Et cette histoire ne paraîtrait-elle pas d’une absurde invraisemblance à des gens qui ne me connaissaient pas.
Et je m’imaginais bien aussi de quel ton rassurant, de quel air impassible Copperthorne repousserait l’accusation, combien il s’étendrait sur la malveillance que j’éprouvais contre lui et sa complice à cause de leur affection réciproque; combien il lui serait aisé de faire croire à une tierce personne que je montais de toutes pièces une histoire pour nuire à un rival; combien il me serait difficile de persuader à qui que ce fut que ce personnage à tournure d’ecclésiastique et cette jeune personne vêtue à la dernière mode étaient deux animaux de proie associés pour chasser.

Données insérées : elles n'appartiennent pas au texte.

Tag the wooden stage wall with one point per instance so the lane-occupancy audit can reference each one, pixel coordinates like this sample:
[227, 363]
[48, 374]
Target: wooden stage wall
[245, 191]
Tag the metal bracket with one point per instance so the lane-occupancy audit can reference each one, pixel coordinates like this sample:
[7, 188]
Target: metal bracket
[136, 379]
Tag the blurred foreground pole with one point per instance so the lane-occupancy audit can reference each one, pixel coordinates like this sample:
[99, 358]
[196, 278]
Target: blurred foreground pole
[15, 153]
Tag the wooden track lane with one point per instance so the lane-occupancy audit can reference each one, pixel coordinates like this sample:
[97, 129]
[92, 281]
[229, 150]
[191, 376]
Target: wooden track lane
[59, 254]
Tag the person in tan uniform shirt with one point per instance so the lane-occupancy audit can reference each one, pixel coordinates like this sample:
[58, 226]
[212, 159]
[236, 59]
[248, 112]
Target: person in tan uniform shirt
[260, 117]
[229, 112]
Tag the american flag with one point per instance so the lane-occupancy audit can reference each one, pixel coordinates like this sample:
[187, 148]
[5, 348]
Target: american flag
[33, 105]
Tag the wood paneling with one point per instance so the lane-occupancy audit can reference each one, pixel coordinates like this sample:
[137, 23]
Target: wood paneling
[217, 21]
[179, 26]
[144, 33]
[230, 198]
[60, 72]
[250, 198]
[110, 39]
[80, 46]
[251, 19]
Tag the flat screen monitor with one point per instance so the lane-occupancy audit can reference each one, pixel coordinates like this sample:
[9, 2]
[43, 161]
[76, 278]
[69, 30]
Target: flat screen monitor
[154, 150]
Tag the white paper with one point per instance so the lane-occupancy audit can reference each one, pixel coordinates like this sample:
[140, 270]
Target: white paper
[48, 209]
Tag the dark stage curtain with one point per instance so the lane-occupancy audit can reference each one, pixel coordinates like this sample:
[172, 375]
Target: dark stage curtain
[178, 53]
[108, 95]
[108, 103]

Je sentais que je commettrais une grosse erreur en me montrant avant d’être sûr que je tenais le gibier.
L’autre alternative était de ne rien dire et de laisser les événements suivre leurs cours, en me tenant toujours prêt à intervenir lorsque les preuves contre les conspirateurs paraîtraient concluantes.
C’était bien la marche qui se recommandait d’elle-même à mon caractère jeune et aventureux.
C’était aussi celle qui semblait la plus propre à amener aux résultats décisifs.
Lorsqu’enfin à la pointe du jour je m’allongeai sur mon lit, j’avais complètement fixé dans mon esprit la résolution de garder pour moi ce que je savais et de m’en rapporter à moi seul pour faire échouer le complot sanguinaire que j’avais surpris.
Le lendemain, l’oncle Jérémie se montra plein d’entrain après le déjeuner, et voulut à toute force lire tout haut une scène des Cenci de Shelley, œuvre pour laquelle il avait une admiration profonde.
Copperthorne était auprès de lui, silencieux, impénétrable, excepté quand il émettait quelque indication, ou lâchait un cri d’admiration.